This makes the racket compiler check for new versions of modules it
already compiled. Should avoid some confusing errors when developing the
racket libs.
If a user arbitrarily permutes the links associated with code, it's
possible to end up with a load request that appears to have mutually
recursive definitions without common hashes. So, this has been made into
a catchable exception instead of throwing a Haskell error.
The initial hashing in the runtime just calls error when this happens,
since it means some internal code generation generated bad SCCs, not
that some kind of user error happened.
Solves one observed problem and potentially some others.
The observed problem was the process of unhashing and rehashing does not
replace any term links in the original terms. This is because term link
literals can't be turned into variables and subsequently replaced with
new hashes. So, instead we use our available variable mappings to
replace the literals manually.
A superior methodology might be to replicate the SCC behavior already in
hashTermComponents, and incrementally remap individual components.
However, that is a considerable amount of additional work, and the
post-floating references are just used as a translation layer between
the codebase and verifiable hashes, so making them completely consistent
doesn't seem necessary.
I've also added some codebase->verifiable replacements from the context
in some places. It's possible not doing this would have caused problems
during UCM sessions where some terms are loaded incrementally due to
multiple calls into the runtime. I didn't observe any failing tests due
to this, though.
When the interpreter is called for things in a scratch file, the code
path is slightly different, because all the definitions are pre-combined
into a letrec. If the definitions are subsequently added to the
codebase, we will have already loaded and compiled their code. However,
previously the remapping from base to floated references would not
exist, because that was only being generated for loaded dependencies in
the other path.
So, this code adds a similar remapping for a top-level letrec in this
code path. This fixes a problem with compiling a definition that had
just been added from a scratch file. The remap was expected to be there,
but it wasn't, so the compiler could find the code to emit.

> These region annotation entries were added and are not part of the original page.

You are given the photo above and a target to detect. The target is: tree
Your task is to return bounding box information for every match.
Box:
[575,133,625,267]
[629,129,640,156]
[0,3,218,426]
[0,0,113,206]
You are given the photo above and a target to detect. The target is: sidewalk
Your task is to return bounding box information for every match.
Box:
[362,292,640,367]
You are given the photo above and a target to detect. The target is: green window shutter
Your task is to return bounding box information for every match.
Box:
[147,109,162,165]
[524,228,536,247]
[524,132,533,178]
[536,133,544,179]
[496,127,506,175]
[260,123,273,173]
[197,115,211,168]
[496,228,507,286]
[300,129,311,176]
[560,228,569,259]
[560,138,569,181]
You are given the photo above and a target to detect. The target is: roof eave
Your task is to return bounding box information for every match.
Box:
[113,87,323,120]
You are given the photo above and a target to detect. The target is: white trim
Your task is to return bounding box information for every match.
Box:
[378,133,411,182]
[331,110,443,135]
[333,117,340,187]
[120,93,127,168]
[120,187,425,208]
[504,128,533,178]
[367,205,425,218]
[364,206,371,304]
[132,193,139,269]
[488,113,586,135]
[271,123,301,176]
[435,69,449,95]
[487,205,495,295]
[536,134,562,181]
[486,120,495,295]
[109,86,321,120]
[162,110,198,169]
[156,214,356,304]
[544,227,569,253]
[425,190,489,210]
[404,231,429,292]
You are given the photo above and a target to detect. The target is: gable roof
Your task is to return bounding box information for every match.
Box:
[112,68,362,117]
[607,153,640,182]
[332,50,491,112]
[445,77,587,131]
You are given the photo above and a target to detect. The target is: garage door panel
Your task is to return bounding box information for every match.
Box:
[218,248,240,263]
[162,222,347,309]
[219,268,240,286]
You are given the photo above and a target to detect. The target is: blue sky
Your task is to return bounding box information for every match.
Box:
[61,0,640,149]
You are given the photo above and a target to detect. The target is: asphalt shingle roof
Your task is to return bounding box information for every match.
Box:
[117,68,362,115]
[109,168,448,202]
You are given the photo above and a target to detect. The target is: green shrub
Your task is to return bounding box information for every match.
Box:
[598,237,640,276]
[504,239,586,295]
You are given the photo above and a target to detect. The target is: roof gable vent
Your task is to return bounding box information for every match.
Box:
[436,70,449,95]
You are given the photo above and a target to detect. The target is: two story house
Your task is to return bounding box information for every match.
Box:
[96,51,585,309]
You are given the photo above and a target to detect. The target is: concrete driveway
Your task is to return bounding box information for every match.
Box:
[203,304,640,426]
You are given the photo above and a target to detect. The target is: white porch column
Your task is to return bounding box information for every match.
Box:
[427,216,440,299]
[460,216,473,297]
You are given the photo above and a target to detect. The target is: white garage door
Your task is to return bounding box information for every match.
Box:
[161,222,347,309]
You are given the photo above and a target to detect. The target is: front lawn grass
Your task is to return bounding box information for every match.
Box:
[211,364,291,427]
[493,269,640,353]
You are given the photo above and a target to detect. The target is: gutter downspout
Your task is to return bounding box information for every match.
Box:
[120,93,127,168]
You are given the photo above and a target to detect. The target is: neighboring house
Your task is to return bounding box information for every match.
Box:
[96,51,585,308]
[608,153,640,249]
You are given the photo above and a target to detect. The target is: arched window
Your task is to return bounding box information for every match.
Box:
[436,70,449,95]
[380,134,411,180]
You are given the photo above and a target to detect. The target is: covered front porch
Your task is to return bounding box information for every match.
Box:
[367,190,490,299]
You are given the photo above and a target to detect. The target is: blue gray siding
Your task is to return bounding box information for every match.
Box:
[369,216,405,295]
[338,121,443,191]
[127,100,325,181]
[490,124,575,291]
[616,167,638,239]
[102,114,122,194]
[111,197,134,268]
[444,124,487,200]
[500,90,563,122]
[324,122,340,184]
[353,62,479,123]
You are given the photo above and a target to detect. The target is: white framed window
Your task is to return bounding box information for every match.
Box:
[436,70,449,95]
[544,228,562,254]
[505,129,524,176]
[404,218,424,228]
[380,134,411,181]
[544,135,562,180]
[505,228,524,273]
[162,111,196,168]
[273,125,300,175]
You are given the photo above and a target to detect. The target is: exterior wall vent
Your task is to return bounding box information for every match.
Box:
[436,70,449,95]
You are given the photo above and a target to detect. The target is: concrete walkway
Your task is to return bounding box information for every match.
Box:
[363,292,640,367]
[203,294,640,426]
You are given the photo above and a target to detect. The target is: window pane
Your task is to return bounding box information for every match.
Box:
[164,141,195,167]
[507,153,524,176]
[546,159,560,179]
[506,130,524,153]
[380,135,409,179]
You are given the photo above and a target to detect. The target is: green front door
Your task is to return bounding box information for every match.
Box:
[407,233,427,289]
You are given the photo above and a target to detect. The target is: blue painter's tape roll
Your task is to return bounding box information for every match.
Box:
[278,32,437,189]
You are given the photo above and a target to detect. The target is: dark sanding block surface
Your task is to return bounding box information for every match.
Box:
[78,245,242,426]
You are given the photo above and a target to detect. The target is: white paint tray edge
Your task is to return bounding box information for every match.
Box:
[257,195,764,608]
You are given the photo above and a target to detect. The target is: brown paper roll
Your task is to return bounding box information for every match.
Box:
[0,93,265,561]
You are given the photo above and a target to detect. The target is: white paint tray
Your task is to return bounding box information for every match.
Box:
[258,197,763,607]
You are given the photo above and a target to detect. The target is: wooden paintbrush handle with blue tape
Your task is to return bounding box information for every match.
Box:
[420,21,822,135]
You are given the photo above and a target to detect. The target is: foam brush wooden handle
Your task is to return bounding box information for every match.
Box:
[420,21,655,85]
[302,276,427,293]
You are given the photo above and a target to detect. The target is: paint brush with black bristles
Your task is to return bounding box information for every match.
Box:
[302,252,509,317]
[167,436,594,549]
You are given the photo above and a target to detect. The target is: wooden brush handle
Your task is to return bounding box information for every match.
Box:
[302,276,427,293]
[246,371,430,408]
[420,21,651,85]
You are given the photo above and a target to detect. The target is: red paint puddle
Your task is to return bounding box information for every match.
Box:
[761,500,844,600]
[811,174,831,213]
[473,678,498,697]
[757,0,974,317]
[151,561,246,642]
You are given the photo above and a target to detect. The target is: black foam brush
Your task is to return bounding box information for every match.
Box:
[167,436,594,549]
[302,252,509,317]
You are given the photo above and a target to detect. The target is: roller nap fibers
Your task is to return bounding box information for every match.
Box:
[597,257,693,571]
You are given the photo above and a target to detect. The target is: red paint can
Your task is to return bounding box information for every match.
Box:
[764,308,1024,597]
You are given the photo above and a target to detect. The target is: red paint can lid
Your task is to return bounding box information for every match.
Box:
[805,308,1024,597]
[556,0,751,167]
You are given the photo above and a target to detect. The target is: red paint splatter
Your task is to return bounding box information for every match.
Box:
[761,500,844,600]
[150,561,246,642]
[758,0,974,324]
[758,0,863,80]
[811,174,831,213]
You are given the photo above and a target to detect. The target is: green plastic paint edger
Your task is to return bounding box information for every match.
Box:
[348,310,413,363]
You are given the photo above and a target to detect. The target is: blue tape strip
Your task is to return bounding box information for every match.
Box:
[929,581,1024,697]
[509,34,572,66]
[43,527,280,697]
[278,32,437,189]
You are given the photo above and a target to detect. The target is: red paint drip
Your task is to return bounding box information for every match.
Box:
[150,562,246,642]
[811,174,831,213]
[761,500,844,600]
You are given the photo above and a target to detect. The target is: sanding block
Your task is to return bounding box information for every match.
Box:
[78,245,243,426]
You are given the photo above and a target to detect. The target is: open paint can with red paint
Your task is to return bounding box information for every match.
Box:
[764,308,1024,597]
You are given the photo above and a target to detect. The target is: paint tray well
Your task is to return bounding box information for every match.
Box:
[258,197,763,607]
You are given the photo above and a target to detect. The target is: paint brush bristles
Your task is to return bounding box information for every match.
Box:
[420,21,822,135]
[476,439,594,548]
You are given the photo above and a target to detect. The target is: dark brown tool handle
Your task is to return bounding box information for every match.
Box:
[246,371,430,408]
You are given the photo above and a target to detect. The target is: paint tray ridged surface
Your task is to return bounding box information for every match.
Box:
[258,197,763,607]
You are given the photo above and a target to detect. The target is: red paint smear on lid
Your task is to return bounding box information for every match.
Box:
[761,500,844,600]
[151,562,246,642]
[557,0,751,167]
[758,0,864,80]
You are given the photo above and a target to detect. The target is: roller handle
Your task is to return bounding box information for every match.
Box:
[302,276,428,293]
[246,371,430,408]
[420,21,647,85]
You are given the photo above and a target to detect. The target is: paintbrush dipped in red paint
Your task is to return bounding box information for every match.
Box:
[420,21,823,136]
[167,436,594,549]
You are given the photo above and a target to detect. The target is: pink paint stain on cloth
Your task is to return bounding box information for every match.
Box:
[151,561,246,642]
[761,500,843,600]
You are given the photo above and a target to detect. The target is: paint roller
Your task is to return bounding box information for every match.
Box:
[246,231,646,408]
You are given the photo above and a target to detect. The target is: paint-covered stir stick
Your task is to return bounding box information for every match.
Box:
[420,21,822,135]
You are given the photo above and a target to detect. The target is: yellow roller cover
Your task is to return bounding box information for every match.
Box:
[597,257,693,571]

The pair marshaling code was mistakenly using only a single layer of
data nesting, but unison pairs are like 2-element cons lists.
The rehashing code was not sorting the SCCs into a canonical order, so
the exact input order for components with more than one binding could
influence the hash. Sorting by input reference order fixes this, as all
references in an SCC are required to have the same hash, and differ only
by index.
I've checked the transcripts, and I believe these are outputs that
_should_ have changed, because the output depends on the specific values
of term links. fix2027 is just a different hash in a stack trace, which
is not surprising because it's the hash of a floated function.

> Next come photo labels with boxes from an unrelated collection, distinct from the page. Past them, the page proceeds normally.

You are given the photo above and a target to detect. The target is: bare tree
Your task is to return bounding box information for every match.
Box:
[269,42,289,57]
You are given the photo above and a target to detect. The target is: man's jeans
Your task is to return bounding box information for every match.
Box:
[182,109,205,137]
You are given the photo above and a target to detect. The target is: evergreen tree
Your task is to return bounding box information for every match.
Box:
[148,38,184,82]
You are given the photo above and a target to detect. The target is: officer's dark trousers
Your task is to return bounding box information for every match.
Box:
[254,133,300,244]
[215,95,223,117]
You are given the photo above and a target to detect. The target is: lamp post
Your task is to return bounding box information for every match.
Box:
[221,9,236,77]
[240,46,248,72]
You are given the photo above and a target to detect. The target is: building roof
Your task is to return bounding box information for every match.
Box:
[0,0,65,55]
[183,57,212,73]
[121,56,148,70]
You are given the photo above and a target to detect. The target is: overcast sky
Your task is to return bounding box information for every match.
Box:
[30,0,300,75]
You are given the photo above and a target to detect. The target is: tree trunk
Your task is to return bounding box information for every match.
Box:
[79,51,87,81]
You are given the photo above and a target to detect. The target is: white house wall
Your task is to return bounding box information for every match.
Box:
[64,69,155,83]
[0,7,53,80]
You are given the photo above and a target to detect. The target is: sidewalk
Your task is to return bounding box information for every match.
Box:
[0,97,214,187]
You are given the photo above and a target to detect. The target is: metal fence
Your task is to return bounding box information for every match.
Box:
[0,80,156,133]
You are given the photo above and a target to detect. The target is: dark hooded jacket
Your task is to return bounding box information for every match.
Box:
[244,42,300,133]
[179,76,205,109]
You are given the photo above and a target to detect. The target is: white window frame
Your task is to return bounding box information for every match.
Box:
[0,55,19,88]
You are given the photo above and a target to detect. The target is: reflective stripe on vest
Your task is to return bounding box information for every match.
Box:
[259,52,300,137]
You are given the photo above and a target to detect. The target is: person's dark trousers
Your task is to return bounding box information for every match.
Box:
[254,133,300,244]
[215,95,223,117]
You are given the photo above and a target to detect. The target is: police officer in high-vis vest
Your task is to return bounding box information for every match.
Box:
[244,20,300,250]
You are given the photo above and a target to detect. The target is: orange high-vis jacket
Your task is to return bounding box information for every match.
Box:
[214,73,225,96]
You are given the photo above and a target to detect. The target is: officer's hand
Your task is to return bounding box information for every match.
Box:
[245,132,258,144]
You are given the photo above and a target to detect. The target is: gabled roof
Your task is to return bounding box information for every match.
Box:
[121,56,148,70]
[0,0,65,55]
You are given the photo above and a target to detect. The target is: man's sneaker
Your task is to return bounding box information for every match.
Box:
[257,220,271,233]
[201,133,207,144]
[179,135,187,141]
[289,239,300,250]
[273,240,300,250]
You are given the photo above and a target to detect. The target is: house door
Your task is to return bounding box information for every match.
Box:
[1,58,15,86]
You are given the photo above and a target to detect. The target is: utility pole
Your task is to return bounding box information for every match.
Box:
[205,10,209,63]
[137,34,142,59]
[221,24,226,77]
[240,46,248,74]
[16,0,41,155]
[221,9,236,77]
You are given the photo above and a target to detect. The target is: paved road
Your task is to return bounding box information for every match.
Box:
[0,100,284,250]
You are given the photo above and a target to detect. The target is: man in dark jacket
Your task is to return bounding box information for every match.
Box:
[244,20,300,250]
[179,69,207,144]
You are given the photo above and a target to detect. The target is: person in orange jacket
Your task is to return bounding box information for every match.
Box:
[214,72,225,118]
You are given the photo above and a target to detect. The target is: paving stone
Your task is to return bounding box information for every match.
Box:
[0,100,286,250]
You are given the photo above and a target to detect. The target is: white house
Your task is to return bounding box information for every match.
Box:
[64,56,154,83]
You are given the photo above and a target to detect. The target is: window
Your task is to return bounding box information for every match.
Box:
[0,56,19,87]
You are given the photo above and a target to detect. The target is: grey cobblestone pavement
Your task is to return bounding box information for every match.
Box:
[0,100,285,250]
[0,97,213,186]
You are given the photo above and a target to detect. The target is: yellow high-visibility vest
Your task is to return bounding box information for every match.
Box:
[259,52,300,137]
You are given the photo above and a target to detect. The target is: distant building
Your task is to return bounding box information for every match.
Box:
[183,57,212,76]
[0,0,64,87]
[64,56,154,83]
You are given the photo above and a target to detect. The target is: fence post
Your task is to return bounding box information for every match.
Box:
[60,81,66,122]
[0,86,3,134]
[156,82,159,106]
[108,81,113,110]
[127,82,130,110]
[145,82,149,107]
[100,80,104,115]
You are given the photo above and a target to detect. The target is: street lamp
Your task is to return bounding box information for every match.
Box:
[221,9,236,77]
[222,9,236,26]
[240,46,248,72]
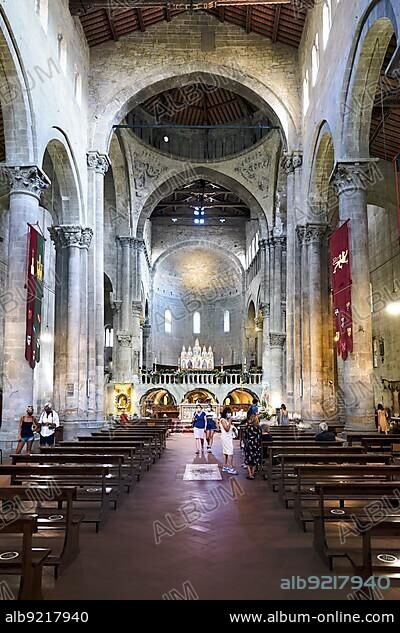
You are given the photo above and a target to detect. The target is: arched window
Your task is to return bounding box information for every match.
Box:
[164,309,172,334]
[311,33,319,86]
[74,70,82,105]
[193,312,201,334]
[322,0,332,50]
[303,70,310,115]
[35,0,49,33]
[224,310,231,333]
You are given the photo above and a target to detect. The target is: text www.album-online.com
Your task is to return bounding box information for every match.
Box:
[229,611,395,624]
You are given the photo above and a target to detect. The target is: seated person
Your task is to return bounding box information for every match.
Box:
[314,422,343,442]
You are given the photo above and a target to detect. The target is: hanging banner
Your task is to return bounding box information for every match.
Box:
[25,224,45,369]
[330,222,353,360]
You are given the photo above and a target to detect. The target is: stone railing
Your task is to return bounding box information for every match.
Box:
[141,371,262,387]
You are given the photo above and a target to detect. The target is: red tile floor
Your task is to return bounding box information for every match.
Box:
[46,435,400,600]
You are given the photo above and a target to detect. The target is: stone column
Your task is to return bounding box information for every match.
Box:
[296,226,311,420]
[49,225,93,434]
[305,224,327,422]
[87,151,110,421]
[332,159,375,431]
[115,237,134,382]
[2,165,50,440]
[281,152,303,412]
[269,235,286,407]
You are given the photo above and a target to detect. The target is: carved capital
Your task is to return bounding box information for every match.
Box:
[296,224,307,244]
[132,301,142,318]
[87,151,111,176]
[260,303,270,319]
[48,224,93,248]
[330,158,382,196]
[81,226,93,248]
[305,224,327,244]
[281,152,303,175]
[269,332,286,349]
[0,165,51,200]
[117,332,132,347]
[111,299,122,315]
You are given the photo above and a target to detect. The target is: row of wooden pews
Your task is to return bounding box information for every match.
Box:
[0,420,169,600]
[262,428,400,581]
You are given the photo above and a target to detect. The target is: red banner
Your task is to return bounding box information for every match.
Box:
[330,222,353,360]
[25,224,44,369]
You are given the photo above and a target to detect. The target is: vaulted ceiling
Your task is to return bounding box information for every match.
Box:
[70,0,315,48]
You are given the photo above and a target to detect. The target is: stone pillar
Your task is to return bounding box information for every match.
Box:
[269,332,286,409]
[115,237,133,382]
[132,239,144,382]
[2,165,50,440]
[305,224,327,422]
[332,159,375,431]
[87,151,110,421]
[281,152,303,412]
[296,226,311,420]
[49,225,93,434]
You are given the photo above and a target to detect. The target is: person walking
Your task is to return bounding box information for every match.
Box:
[219,409,239,475]
[15,404,37,455]
[206,404,217,453]
[377,404,390,434]
[244,414,262,479]
[192,404,206,455]
[38,402,60,446]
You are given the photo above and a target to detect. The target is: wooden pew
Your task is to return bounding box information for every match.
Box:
[262,442,372,479]
[0,464,112,532]
[60,437,153,471]
[10,453,125,510]
[310,478,400,577]
[0,514,50,600]
[272,453,392,508]
[0,486,83,578]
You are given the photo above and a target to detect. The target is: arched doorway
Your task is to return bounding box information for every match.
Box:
[140,389,178,418]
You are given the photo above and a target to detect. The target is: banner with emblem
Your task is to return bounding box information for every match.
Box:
[25,224,45,369]
[329,221,353,360]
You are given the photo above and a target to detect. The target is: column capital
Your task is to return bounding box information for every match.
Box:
[281,151,303,175]
[330,158,382,196]
[0,165,51,200]
[132,301,142,317]
[87,151,111,176]
[117,332,132,347]
[260,303,270,319]
[111,299,122,315]
[48,224,93,248]
[269,332,286,349]
[296,224,307,244]
[304,224,327,244]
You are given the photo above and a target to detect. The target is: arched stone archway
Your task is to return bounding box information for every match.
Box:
[91,61,300,153]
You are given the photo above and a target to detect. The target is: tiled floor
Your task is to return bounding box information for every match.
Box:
[47,435,399,600]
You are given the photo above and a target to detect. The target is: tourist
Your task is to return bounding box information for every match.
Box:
[193,404,206,455]
[314,422,344,442]
[244,414,262,479]
[206,404,217,453]
[377,404,390,434]
[246,398,258,420]
[278,404,289,426]
[219,407,239,475]
[15,405,37,455]
[38,402,60,446]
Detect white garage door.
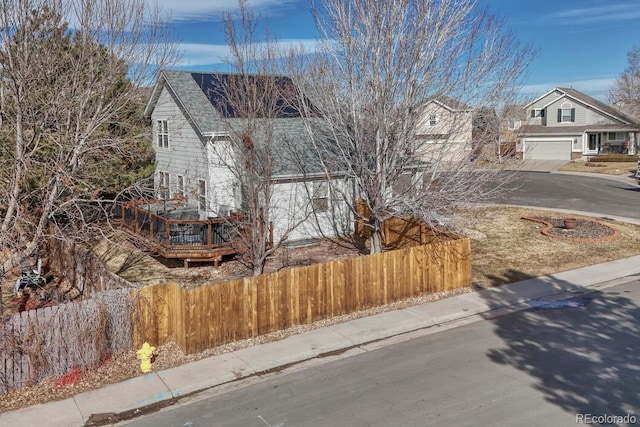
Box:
[525,140,571,160]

I had mistakenly been putting floated terms in the decompile info, and
that was causing some mismatches with previous decompiling outputs.
Switching back to remembering the unfloated definitions seems to have
cleared up the discrepancies.
Previously, we were taking already hashed terms as input to the various
intermediate compiler stages. We would then do things like lambda
lifting, and hash the resulting definitions afterwards. However, this
leads to problems like mutually recursive definitions that do not share
a common hash.
To rectify this, we instead do the intermediate operations on an
_unhashed_ version of code looked up from the codebase. Essentially, we
turn relevant definitions back into a letrec, do the floating, then hash
the results of that processing. This gives proper hashes to the
processed terms so that the compiled terms can be rehashed with relative
ease.
The system for this is unfortunately quite intricate. To get good
decompiled output, we need to keep track of associations between
original and floated terms _and_ floated and rehashed terms, then
mediate between them in various places.